During some recent work on Maven, I found a very specific bug. The error message wasn't that clear, and I couldn't make a guess what might've caused it.
I had read about git bisect
a few times and figured that this time, I would use that tool to find the bug.
So what does git bisect
do? It helps you find the exact commit that introduced a bug, using binary search.
Prerequisites
For this, you must know a point in history (a commit hash, a tag) that did not have the bug. You also need to know a point in history that does have the bug. And finally, you need to have a reliable way to determine if the bug is there.
The Process
From here on, using git bisect
looks a bit like a game:
Git: does this version of your project contain the bug?
Me runs some tests
Me: er, nope.
Git checks out another revision of the project
Git: how about now?
Me runs some tests
Me: yes!
And so on, so forth...
You start the "game" by telling the tool the "good" and the "bad" point that you know:
git bisect start git bisect bad # no argument, so current revision git bisect good cecedd34 # could also be a tag
Every time you answer that question, git bisect
can cross out either half of the history between the last two points that you've checked:
git bisect good # this commit is fine, it doesn't have the bug git bisect bad # this commit is bad, it does have the bug git bisect skip # this commit cannot be tested for the bug
After each question that you answer, git checks out another revision, somewhere halfway between the last "good" and the last "bad" commit. With every iteration, this reduces the search space (the number of commits to consider) with 50%.

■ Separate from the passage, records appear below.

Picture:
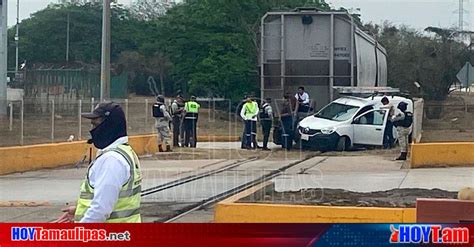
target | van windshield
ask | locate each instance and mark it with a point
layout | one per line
(337, 112)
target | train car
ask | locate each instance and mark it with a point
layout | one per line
(319, 51)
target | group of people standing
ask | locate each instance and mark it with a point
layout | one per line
(183, 115)
(289, 115)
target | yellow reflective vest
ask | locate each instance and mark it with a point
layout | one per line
(127, 208)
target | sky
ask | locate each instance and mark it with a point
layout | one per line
(418, 14)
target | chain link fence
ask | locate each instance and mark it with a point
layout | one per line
(449, 121)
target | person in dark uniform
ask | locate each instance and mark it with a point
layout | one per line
(286, 118)
(191, 109)
(266, 118)
(388, 132)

As you can see in the picture above, every time you answer that question, you get closer to knowing exactly which commit introduced the bug. Eventually, the game is over: git
tells you the exact commit that introduced the bug:
9f88494b6064ad45ea2e2e1e3478afc7af0bc065 is the first bad commit
If you want, you can watch a replay by looking at the output of git bisect log
. Now is also a good time to clean up the mess we made with all those checkouts by issuing git bisect reset
.
Automate Everything!
But wait a minute... having this tedious manual check is both boring and error prone. There must be a way to automate this!
Of course, there is.
Rather than going through the manual process, we can have a script perform the check for us. Such a script must use the exit code to signal whether that revision is good or bad:
- If the script exits with code
0
, it says "the bug is not present". - If the script exits with code
125
, it says "can't say whether the bug is present". - If it exits with any other value between
1
and127
, it says "the bug is present".
Typically, something like mvn test
would be a good test.
When Things Get Complicated
But what if your setup is a bit more complex? The situation I faced today was a problem where Maven couldn't build Maven. How would you use git bisect
for that?
I've made a script that first builds the selected Git revision of Maven. Since the bug is in Maven, I need to build Maven before I can say if the bug is there. But the sample project is also Maven, so I got myself a second clone of the Git repo to test on.
The script looks like this:
# This is the Maven source clone that I # use to run bisect. export MAVENCODEBASE="/Users/maarten/Code/open-source/maven/maven" # If there's a compilation failure or what not, # we can't say whether this revision has the bug. mvn clean verify -f "$MAVENCODEBASE" -DskipTests=true || exit 125 # Make a temporary directory and unpack the # fresh Maven build there. tmp_dir=$(mktemp -d) pushd $tmp_dir # We don't need the maven-wrapper zip if it's there. rm $MAVENCODEBASE/apache-maven/target/*wrapper* || true unzip $MAVENCODEBASE/apache-maven/target/apache-maven-*.zip # Make sure the path is predictable # even when the version number changed between # the "good" and the "bad" commit mv apache-maven-* apache-maven # Just to be sure, see if the mvn executable works $tmp_dir/apache-maven/bin/mvn --version # Navigate to the second Maven project checkout # and use the fresh Maven build to build it. pushd /Users/maarten/Junk/git-bisect/maven $tmp_dir/apache-maven/bin/mvn validate # Remember whether it failed or not status=$? # Clean up after ourselves popd popd echo Removing $tmp_dir rm -Rf $tmp_dir # Tell git bisect about the quality of this build. echo "Exiting with status '$status'" exit $status
Since the bug was not present in the last release of Maven, the last "good" commit is the maven-3.6.3 tag. And because I don't know when it started failing, I use HEAD for the first "bad" commit.
git bisect start HEAD maven-3.6.3 -- git bisect run ../can-build-master.sh
After a couple of minutes and a lot of noise from my computer, I get the same output:
9f88494b6064ad45ea2e2e1e3478afc7af0bc065 is the first bad commit
Again, make sure to reset the project clone to a pristine state with git bisect reset
.
Wrapping Up
So, did I find the bug? Well, yes and no. I did find out which commit introduced the bug. But given that the message was so unclear, I gave up there.
It was a useful journey nevertheless. At least I could file an issue, referencing that particular commit. That should make it easier for others as well to investigate what the actual problem is.